In February, Downing Street adviser Andrew Sabisky was forced to resign after a media storm created by past comments he had made where he suggested, among other things, intelligence was linked to race and that forced contraception could be used to stop a permanent underclass being created. It’s 2020 and in modern multicultural Britain we literally have a eugenicist being given a job inside our most powerful political office. The scientific and moral grounds upon which eugenics stands have long since been discredited. The blaming of social problems on the genetic makeup of the population is an easy way for the ruling elite to abrogate their responsibility to act on such issues.

This reemergence of a dangerous pseudoscience isn’t something that just happens by chance.  A culture exists within our ruling class which allows this to take place: some people are more important than others.
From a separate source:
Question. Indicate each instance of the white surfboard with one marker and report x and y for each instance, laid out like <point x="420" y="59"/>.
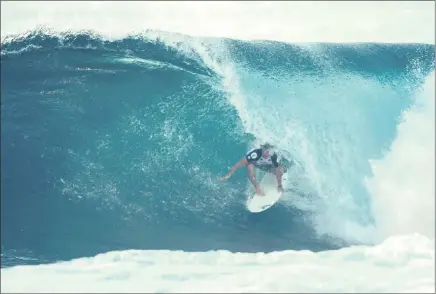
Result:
<point x="258" y="203"/>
Some should be looked after and some shouldn’t. People in positions of power have come into contact with people in positions of vulnerability and neglected to notice that the vulnerable were still people. Modern discourse means that we notice our differences before we are able to connect over our similarities. Instead of simply being viewed as a human, these people have been viewed as what defines them to many: black, disabled, poor—different. Creating that separation, that “us and them” mindset, is what allowed these situations to take place.

Despite Sabisky’s resignation, Dominic Cummings, the chief adviser who hired Sabisky, is still in place and has himself expressed some questionable views on similar topics. Shockingly, but perhaps not all too surprisingly, a spokesperson for Boris Johnson refused to say outright that the PM condemned the views held by Sabisky and even distanced the government from condemnatory remarks made by a minister.

And this, in a strange sense, returns us to Iris Law. Go to her Instagram bio and you’ll find a link to a Vogue online article: “Iris Law’s Guide to the Art of Red Lipstick”. In the introduction the author explains her famous parentage and describes her as “undeniably genetically blessed”. An innocent throwaway remark, sure. But give this a bit of context—have a little think.

Today, in the UK, you can either be genetically blessed (white, rich, famous dad) or not. You are either someone society values and admires (whether you have done anything to deserve this is another matter), or you are not. You can either be someone who has the basic human right to life, or someone who does not. And if you really want to be cared for by modern British society, then do try your hardest not to be disabled, not to be a person of colour, and not to be poor. Because you simply won’t be worth as much.